Outsourced IT probably hurt Delta Airlines when its power went out

DELTA_WING_UP_PFDelta Airlines last night suffered a major power outage at its data center in Atlanta that led to a systemwide shutdown of its computer network, stranding airliners and canceling flights all over the world. You already know that. What you may not know, however, is the likely role in the crisis of IT outsourcing and offshoring.

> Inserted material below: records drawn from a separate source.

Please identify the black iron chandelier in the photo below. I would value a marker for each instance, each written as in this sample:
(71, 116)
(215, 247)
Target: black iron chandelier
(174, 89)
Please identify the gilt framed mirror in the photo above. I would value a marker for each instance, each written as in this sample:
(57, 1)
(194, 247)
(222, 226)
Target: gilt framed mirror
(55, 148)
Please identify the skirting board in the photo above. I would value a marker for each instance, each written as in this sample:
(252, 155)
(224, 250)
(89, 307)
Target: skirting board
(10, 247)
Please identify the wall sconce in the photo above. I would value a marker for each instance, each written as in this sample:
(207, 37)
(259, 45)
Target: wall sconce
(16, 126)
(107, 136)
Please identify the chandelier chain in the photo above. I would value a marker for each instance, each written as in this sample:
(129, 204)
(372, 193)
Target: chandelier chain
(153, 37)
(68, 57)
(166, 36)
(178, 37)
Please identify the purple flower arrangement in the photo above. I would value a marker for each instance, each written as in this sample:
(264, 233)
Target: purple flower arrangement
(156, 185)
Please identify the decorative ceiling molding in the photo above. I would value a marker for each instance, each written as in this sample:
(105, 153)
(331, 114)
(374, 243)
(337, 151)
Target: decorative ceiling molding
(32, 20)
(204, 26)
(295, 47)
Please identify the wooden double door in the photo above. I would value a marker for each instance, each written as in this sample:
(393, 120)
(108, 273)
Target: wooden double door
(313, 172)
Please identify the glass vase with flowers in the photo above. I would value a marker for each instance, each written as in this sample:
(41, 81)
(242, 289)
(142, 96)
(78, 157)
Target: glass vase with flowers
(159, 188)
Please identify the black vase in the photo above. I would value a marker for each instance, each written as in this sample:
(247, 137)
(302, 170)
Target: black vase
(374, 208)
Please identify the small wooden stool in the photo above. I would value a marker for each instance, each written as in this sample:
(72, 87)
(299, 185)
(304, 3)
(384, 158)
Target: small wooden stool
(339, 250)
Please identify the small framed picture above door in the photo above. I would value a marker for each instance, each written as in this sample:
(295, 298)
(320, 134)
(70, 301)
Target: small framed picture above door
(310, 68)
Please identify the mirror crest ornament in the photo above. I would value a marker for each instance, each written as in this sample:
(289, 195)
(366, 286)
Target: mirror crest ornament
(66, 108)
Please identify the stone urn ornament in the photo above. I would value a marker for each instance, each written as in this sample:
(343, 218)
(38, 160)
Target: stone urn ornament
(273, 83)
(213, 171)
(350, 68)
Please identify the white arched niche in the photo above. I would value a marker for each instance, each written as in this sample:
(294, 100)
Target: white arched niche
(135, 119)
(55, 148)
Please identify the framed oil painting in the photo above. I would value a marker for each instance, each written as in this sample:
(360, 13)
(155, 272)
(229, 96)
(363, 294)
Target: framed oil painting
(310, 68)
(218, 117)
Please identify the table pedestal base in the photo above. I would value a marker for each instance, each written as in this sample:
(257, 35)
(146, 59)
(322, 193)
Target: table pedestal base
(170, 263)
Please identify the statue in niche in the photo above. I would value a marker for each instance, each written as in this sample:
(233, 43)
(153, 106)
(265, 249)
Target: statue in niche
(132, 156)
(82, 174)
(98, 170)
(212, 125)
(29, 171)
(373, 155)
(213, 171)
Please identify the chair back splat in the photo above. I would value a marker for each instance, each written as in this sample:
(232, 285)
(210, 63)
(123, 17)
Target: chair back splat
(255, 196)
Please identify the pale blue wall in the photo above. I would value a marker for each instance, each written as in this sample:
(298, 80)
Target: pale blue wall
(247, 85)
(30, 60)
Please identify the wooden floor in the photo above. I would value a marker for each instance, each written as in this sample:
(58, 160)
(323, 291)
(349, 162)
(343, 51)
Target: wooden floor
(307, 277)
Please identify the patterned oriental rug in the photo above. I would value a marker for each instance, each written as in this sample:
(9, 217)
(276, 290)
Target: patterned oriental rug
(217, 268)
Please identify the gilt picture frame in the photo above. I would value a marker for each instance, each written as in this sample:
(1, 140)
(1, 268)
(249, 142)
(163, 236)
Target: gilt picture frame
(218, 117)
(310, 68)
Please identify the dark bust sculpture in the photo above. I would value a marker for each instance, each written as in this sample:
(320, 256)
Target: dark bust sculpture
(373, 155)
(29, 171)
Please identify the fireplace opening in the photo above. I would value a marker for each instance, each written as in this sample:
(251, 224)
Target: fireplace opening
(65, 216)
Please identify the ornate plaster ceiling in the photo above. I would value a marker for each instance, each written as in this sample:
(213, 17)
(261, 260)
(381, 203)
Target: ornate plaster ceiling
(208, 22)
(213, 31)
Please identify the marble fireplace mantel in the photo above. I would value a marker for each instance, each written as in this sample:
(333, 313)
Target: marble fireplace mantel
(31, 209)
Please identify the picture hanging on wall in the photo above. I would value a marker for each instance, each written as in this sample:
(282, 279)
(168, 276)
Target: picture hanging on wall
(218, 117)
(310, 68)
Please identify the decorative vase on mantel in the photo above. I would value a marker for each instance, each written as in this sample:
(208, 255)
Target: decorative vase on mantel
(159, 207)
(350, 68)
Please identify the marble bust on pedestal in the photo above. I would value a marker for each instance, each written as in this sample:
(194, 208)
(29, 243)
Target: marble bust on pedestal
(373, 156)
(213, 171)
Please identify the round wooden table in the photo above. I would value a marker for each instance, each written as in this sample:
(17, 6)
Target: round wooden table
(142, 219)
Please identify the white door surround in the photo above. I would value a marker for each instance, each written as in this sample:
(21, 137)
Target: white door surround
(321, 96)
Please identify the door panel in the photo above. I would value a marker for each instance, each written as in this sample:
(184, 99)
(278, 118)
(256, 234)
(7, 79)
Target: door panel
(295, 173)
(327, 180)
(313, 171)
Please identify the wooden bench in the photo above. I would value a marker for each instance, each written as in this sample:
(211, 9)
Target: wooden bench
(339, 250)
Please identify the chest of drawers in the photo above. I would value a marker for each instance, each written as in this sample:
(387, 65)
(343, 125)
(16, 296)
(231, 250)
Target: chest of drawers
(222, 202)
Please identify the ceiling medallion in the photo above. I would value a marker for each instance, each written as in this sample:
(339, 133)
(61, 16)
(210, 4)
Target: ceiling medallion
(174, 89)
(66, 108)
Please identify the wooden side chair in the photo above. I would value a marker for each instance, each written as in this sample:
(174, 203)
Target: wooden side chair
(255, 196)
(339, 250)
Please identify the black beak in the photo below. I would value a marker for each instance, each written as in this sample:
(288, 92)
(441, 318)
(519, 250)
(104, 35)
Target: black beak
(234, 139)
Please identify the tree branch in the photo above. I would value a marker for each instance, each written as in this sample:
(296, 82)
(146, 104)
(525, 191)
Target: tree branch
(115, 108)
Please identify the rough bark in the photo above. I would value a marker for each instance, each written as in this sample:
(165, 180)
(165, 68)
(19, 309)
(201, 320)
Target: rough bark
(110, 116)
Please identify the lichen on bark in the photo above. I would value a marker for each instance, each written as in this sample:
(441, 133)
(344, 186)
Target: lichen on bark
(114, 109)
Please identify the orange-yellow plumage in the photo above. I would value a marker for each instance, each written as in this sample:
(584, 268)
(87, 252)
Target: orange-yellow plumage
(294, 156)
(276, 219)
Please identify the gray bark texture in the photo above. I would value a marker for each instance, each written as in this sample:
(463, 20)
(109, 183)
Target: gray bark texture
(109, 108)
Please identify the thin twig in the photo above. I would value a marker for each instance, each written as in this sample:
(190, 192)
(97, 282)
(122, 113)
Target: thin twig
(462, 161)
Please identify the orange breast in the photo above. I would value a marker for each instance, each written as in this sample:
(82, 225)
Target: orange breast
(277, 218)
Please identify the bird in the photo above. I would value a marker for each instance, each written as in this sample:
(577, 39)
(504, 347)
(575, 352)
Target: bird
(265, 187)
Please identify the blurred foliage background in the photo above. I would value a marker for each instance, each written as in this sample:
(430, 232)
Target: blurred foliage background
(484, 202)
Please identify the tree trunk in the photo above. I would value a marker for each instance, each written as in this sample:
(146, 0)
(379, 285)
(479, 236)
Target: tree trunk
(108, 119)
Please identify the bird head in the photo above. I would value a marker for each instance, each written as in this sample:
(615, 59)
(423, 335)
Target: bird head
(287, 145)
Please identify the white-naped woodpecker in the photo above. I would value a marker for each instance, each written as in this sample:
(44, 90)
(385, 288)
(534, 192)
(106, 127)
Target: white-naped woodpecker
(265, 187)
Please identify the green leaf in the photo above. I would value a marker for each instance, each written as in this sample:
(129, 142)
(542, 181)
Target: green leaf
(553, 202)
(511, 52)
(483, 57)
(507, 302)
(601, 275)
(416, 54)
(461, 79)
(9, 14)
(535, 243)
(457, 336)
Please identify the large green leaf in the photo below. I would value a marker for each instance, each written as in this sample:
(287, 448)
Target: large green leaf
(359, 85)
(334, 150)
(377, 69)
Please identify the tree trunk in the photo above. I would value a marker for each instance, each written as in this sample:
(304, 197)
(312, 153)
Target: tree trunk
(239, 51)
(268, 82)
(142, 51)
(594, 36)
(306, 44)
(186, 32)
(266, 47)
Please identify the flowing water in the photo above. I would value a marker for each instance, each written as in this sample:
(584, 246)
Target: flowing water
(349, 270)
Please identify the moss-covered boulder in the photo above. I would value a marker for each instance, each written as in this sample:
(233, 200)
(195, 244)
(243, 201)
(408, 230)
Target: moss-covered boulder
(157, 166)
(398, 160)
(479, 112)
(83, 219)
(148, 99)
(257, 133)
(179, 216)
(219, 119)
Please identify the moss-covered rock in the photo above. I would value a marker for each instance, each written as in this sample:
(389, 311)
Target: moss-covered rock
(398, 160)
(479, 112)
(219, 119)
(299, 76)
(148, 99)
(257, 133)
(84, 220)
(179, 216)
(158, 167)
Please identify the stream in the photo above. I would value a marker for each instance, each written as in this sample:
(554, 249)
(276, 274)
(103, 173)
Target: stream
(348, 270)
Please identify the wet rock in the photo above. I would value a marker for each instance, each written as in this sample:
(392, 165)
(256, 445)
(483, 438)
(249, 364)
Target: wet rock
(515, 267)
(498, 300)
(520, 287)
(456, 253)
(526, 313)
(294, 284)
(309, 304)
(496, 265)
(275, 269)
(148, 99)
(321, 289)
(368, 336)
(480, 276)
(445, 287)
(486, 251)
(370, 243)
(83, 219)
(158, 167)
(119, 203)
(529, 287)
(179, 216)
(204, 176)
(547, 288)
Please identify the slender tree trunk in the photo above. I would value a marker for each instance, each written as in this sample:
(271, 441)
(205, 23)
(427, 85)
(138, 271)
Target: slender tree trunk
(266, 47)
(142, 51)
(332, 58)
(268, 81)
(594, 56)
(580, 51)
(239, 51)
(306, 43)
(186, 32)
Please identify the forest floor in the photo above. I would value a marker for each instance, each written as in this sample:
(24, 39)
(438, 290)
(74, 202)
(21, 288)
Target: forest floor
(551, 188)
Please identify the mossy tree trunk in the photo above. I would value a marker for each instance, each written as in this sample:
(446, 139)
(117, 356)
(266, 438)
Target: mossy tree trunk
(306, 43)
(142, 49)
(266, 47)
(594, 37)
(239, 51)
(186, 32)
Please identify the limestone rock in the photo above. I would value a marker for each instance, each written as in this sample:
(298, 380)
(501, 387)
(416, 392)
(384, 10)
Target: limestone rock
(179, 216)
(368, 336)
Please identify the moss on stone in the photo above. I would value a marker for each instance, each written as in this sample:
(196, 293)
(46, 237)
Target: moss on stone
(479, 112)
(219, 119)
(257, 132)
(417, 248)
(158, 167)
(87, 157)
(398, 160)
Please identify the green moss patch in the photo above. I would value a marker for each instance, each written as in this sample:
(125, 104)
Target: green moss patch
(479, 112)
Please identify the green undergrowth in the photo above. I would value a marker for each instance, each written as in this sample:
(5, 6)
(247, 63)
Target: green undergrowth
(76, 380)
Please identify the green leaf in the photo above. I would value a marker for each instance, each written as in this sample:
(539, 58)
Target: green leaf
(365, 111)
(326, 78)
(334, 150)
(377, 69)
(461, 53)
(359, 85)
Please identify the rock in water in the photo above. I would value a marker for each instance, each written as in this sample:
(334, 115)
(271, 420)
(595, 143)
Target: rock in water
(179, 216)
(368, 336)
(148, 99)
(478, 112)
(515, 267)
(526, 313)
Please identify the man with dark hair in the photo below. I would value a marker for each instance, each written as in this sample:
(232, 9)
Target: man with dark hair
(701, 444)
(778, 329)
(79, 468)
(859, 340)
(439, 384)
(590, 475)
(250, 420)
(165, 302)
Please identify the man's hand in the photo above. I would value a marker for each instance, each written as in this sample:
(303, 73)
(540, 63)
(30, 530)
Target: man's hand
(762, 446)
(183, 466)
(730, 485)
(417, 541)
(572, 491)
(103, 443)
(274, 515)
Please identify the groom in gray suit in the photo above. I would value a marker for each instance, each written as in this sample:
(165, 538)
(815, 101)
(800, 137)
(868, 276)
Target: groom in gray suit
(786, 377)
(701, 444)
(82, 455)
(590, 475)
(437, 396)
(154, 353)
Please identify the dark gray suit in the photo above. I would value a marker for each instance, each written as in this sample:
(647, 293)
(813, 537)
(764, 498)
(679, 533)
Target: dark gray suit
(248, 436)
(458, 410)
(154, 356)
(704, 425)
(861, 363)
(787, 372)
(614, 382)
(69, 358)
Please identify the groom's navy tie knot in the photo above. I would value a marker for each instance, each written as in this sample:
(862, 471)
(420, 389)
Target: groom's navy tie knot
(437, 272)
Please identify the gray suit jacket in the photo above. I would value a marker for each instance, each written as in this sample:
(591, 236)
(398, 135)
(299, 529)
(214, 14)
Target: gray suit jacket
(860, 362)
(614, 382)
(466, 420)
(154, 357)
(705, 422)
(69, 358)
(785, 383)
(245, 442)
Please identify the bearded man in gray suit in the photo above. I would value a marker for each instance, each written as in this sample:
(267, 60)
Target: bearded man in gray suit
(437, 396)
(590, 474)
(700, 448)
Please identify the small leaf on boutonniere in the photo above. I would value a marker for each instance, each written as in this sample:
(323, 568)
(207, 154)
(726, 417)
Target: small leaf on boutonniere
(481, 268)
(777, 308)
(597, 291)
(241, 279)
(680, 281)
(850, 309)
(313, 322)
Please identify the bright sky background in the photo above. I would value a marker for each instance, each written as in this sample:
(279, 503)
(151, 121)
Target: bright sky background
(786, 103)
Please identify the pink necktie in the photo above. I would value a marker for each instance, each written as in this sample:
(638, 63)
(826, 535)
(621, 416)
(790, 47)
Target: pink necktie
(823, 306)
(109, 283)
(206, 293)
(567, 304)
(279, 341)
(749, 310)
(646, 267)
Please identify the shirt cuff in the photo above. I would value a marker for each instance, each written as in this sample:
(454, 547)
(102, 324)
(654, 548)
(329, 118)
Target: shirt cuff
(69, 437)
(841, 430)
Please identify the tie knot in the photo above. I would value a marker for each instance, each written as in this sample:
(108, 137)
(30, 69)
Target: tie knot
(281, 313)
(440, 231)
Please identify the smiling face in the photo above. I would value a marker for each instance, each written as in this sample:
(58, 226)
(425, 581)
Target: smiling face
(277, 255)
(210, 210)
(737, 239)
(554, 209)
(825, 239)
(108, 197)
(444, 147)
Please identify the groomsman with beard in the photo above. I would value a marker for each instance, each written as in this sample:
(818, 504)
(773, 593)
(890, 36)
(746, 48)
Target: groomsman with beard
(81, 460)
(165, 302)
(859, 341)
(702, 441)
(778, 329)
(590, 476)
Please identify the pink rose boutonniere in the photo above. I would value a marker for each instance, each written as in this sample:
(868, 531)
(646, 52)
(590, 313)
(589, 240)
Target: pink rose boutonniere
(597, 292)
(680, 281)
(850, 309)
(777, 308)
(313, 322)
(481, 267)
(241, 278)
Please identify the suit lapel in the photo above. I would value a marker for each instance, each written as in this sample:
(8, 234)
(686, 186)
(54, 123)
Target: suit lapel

Whatever the cause of the Delta Airlines power outage, data center recovery pretty much follows the same routine I used 30 years ago when I had a PDP-8 minicomputer living in my basement and heating my house. First you crawl around and find the power shut-off and turn off the power. I know there is no power but the point is that when power returns we don’t want a surge damaging equipment. Then you crawl around some more and turn off power to every individual device. Wait in the dark for power to be restored, either by the utility or a generator. Once power has been restored turn the main power switch back on then crawl back to every device, turning them back on in a specific order that follows your emergency plan. You do have an emergency plan, right? In the case of the PDP-8, toggle in the code to launch the boot PROM loader (yes, I have done this is complete darkness). Reboot all equipment and check for errors. Once everything is working well together then reconnect data to the outside world.

Notice the role in this process of crawling around in the dark? How do you do that when your network technicians are mainly in India?

Advertisement

Yes, every data center of a certain size has bodies on-site, but few have enough such bodies to do all the crawling required for a building with thousands of individual devices.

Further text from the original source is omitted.